Hello all. I’m working on using MarkupLM transformer for an html page. These end up way of over max_length of 512 tokens. I notice when I set return_overflowing_tokens=True, I will get back the extra tokens after it get’s truncated. The problem is I end up with uneven tensors. For example my first dataset item looks like:
input_ids torch.Size([57, 512])
token_type_ids torch.Size([57, 512])
attention_mask torch.Size([57, 512])
overflow_to_sample_mapping torch.Size([57])
xpath_tags_seq torch.Size([57, 512, 50])
xpath_subs_seq torch.Size([57, 512, 50])
labels torch.Size([57, 512])
whereas the second looks like
input_ids torch.Size([7, 512])
token_type_ids torch.Size([7, 512])
attention_mask torch.Size([7, 512])
overflow_to_sample_mapping torch.Size([7])
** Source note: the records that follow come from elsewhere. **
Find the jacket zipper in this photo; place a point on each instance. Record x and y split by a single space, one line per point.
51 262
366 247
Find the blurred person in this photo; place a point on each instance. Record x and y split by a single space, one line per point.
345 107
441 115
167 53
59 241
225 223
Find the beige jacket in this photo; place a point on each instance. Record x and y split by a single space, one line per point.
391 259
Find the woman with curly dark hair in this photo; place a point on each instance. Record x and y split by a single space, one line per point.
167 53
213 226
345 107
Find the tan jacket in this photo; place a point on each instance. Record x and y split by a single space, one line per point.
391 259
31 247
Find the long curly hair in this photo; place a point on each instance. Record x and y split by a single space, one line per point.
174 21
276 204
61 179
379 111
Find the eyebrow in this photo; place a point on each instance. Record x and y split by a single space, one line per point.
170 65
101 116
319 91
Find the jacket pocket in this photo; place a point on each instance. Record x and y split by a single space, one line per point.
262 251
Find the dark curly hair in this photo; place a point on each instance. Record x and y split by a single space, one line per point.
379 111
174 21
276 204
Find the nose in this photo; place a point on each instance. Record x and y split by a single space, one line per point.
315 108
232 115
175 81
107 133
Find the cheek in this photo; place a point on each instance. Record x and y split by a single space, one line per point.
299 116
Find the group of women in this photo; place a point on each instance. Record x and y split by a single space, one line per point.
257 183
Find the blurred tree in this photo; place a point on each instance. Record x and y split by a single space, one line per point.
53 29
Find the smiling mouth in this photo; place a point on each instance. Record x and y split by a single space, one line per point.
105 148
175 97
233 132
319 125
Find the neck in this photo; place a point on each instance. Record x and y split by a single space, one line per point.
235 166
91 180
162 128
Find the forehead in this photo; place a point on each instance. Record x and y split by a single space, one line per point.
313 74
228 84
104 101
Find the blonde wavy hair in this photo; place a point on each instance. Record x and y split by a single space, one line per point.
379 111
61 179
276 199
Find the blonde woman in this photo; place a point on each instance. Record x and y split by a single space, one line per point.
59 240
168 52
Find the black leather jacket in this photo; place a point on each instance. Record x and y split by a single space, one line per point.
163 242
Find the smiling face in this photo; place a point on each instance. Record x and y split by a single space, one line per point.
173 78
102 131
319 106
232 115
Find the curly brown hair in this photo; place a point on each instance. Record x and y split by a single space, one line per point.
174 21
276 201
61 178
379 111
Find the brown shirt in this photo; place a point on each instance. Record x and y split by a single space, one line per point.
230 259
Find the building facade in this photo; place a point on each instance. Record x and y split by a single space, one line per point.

xpath_tags_seq torch.Size([7, 512, 50])
xpath_subs_seq torch.Size([7, 512, 50])
labels torch.Size([7, 512])
Is there a way to automatically pad these tensors in the second dimension? I tried doing it manually (using just two dataset items, verifying exact same shape) and passing it to the trainer but ended up with:
RuntimeError: The size of tensor a (512) must match the size of tensor b (50) at non-singleton dimension 2
Not sure if I’m going about this the correct way but any guidance or thoughts would be appreciated. Thank you.